Did you ever try to look up papers on a specific topic but get overwhelmed by bunches of semi-related or non-related papers? The key problem here is “we are drowning in information, but starved for knowledge.” Information is not always useful. The knowledge behind it is what we really need. We may have tons of information, but cannot make any decision. The reason is simple. We don’t know how to use it since it becomes too large and complex for us to process.

Fortunately, we have data mining! The mission of data mining is to discover knowledge from oceans of information. it gives us a data-driven approach to survive in an information explosion era. Basically, data mining is a computational process of discovering knowledge in large data sets involving methods at the intersection of artificial intelligence, machine learning, statistics, and database systems. As long as we feed the machine running data mining algorithms with sufficient data, it may learn knowledge from data by itself.

One of the most attractive features of data mining is its ability of prediction. It helps us learn from the past, and predict the future.

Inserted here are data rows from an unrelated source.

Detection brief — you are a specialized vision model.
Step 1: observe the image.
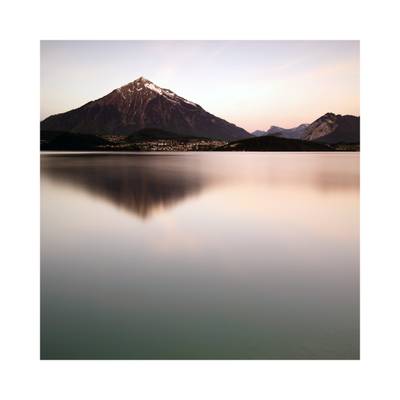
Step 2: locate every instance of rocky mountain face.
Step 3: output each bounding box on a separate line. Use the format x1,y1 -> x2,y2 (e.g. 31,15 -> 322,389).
303,113 -> 360,144
253,124 -> 308,139
40,77 -> 247,141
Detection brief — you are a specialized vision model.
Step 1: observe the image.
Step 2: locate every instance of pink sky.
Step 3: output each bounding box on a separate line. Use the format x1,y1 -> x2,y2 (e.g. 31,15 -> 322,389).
41,41 -> 359,132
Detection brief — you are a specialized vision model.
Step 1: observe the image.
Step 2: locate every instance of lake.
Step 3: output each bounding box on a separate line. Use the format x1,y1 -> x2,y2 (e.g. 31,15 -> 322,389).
41,152 -> 359,359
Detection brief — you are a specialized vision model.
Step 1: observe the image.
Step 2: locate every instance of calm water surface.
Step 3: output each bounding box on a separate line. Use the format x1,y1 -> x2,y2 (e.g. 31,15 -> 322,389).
41,153 -> 359,359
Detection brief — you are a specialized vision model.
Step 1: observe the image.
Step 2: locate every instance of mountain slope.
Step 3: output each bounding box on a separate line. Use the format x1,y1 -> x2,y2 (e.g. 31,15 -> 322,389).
303,113 -> 360,144
40,77 -> 250,140
253,124 -> 308,139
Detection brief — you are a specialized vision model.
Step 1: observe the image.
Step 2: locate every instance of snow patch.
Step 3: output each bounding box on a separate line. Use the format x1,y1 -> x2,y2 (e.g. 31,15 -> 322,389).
144,83 -> 162,94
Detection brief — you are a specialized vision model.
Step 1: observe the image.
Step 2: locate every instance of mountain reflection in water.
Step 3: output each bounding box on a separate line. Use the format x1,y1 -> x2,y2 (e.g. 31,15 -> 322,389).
41,153 -> 359,219
41,152 -> 359,359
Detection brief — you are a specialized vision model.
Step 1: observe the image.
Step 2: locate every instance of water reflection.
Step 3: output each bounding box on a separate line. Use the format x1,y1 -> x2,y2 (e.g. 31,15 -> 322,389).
41,153 -> 359,219
41,153 -> 359,359
41,154 -> 210,219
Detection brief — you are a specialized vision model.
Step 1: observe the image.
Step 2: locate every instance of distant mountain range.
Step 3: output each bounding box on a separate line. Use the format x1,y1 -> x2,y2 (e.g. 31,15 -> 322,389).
302,113 -> 360,144
252,124 -> 308,139
40,77 -> 360,151
252,113 -> 360,144
40,77 -> 251,141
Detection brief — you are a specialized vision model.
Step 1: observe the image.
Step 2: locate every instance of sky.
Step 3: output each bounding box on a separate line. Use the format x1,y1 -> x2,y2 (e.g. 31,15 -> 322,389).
40,41 -> 360,132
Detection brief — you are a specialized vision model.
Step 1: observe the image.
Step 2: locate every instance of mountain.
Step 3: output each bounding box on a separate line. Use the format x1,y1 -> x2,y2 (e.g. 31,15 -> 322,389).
252,124 -> 308,139
216,135 -> 335,151
40,77 -> 250,140
303,113 -> 360,144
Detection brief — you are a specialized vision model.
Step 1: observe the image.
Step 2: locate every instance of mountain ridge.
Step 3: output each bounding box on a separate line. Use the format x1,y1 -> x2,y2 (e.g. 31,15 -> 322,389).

Basically, to build a prediction model we need a training dataset. Once the model has been trained, we assess its performance over a separate testing dataset. Finally, if everything goes well, the model can be deployed to predict some unknown properties of future data such as classes, similarities, relationships, etc. With data mining, we may not hurry to understand the mechanism of a flu in order to predict how it spreads. We may not need to explicitly make a survey on customers to recommend them best-fit books. We may easily detect a bank fraud from billions of transactions. We will never image we can do these crazy things before we have data mining.

In summary, data mining is aimed at discovering knowledge from information which is exactly what we badly need in this age.